Georges Pompidou, normalien, homme de culture, issu du milieu professionnel de la banque avait fait une espèce de synthèse et de liaison entre ces deux mondes.

Les combats Giscard-Mitterrand nous ramenaient à cette scission pérenne, souvenez vous de Giscard demandant à Mitterrand le cours du deutsche mark ?
La macro économie était l’apanage de la droite, le culturel au sens large du terme celui de la gauche.

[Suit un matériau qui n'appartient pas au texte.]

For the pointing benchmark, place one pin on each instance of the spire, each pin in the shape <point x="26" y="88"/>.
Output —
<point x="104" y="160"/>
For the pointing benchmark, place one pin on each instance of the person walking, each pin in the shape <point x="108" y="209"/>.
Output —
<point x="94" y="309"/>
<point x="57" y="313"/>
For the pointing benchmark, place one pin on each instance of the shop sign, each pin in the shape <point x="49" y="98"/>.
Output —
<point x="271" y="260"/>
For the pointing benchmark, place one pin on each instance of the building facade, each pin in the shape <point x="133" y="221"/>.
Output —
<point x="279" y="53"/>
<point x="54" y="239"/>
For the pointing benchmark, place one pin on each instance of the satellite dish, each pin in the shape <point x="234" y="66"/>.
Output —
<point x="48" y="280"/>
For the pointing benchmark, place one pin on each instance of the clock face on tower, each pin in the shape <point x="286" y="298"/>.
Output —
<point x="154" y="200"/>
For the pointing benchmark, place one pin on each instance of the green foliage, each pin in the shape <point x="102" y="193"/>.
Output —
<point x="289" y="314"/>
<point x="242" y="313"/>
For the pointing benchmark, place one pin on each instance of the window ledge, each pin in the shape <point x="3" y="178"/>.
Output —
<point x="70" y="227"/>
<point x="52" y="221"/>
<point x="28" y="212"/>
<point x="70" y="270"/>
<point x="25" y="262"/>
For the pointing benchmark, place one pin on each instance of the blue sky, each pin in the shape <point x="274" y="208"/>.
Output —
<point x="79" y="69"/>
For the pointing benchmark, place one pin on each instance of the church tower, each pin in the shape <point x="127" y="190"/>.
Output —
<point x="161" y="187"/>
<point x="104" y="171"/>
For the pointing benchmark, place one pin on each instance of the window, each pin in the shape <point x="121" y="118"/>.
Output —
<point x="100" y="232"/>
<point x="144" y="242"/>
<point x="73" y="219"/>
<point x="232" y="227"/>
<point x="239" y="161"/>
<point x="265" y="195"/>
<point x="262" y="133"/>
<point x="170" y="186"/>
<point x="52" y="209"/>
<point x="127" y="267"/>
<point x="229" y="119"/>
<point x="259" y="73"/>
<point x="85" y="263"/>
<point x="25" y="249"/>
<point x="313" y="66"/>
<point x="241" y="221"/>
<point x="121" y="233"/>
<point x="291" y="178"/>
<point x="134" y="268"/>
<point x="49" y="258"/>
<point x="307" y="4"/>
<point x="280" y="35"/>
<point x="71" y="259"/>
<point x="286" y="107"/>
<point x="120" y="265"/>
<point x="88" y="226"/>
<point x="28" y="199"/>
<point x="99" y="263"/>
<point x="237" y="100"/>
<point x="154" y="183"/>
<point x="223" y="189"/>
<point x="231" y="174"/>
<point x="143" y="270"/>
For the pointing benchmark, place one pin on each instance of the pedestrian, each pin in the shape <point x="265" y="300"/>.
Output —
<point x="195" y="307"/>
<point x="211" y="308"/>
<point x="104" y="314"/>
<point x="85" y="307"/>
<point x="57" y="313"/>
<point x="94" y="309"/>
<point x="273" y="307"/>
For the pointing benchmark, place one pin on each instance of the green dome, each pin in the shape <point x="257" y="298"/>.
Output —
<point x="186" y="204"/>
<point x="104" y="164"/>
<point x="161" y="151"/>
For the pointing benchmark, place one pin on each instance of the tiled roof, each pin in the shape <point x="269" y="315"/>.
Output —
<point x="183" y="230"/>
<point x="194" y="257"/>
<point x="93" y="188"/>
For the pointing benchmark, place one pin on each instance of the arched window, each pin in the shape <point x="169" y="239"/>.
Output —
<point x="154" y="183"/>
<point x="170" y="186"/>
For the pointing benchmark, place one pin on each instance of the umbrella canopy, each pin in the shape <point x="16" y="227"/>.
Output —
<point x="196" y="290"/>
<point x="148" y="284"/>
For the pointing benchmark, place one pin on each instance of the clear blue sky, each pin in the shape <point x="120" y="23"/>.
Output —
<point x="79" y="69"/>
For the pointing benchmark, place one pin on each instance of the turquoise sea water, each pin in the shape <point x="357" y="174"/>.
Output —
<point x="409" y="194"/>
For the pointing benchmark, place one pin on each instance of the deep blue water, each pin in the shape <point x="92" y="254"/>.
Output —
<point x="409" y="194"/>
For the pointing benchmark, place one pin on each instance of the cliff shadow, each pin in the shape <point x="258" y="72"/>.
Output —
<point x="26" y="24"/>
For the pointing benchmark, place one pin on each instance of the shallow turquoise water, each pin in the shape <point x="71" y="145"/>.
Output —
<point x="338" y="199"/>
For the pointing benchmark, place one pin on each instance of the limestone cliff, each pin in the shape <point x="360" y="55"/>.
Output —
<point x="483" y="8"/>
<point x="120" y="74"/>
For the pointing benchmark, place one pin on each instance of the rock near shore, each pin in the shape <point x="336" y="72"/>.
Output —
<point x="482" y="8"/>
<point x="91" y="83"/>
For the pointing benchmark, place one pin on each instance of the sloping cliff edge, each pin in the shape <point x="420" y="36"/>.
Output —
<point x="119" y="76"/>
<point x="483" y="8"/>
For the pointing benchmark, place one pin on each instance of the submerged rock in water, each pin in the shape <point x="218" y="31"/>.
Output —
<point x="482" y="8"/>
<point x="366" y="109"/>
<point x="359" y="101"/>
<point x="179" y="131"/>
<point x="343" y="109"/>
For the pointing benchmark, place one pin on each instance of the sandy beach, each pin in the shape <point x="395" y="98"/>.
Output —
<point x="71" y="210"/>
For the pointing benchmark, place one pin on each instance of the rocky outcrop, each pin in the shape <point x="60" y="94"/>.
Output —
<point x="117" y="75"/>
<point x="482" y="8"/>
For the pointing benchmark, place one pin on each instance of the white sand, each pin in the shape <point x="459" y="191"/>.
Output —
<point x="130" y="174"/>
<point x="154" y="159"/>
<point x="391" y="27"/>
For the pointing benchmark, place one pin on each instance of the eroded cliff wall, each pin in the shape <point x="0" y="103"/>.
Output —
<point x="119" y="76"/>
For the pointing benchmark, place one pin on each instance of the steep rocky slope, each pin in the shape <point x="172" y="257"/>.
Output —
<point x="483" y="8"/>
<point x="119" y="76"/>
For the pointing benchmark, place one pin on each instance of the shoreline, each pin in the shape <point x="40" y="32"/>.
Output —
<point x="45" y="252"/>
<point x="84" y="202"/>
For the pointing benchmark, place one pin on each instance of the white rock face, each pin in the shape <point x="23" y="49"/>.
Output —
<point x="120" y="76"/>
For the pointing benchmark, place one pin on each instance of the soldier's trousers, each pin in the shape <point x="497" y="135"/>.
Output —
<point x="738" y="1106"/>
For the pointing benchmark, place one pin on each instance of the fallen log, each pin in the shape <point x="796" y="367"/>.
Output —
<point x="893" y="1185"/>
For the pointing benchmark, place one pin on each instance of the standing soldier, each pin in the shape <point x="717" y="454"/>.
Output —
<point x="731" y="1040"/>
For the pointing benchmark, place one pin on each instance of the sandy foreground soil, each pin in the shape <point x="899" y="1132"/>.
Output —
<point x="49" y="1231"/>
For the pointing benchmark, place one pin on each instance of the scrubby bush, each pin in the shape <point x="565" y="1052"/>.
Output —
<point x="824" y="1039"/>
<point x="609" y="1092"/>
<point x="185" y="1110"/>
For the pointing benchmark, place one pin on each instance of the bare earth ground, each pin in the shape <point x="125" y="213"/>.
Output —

Sur le terrain, au niveau régional, départemental ou de la cité, meurtris par cette image politique pour ne pas dire du sceau de l’infamie culturelle, il était fréquent de constater que la droite considérait qu’il fallait faire confiance aux professionnels de la culture pour gérer les structures culturelles et donnait bien volontiers les crédits nécessaires au bon fonctionnement de ces institutions. Seule l’extrême droite, dans un souci de populisme franchouillard menaçait de fermer des centres culturels (Chateauvallon), de couper les vivres au Festival d’Orange ou de vendre les oeuvres des FRAC). Les hommes politiques de droite avaient tellement peur d’être classés d’extrême droite !! La gauche a toujours eu sur le plan local des relations plus difficiles avec le monde culturel, elle a toujours souhaité que les troupes locales (souvent des « amis de la famille) soient privilégiées. Cette position peut avoir un sens dans les régions où la culture régionale a pour fondement une langue « vivante » et une culture historique ancienne et fortement ancrée encore aujourd’hui : Bretagne, Pays basque, Corse, Alsace etc.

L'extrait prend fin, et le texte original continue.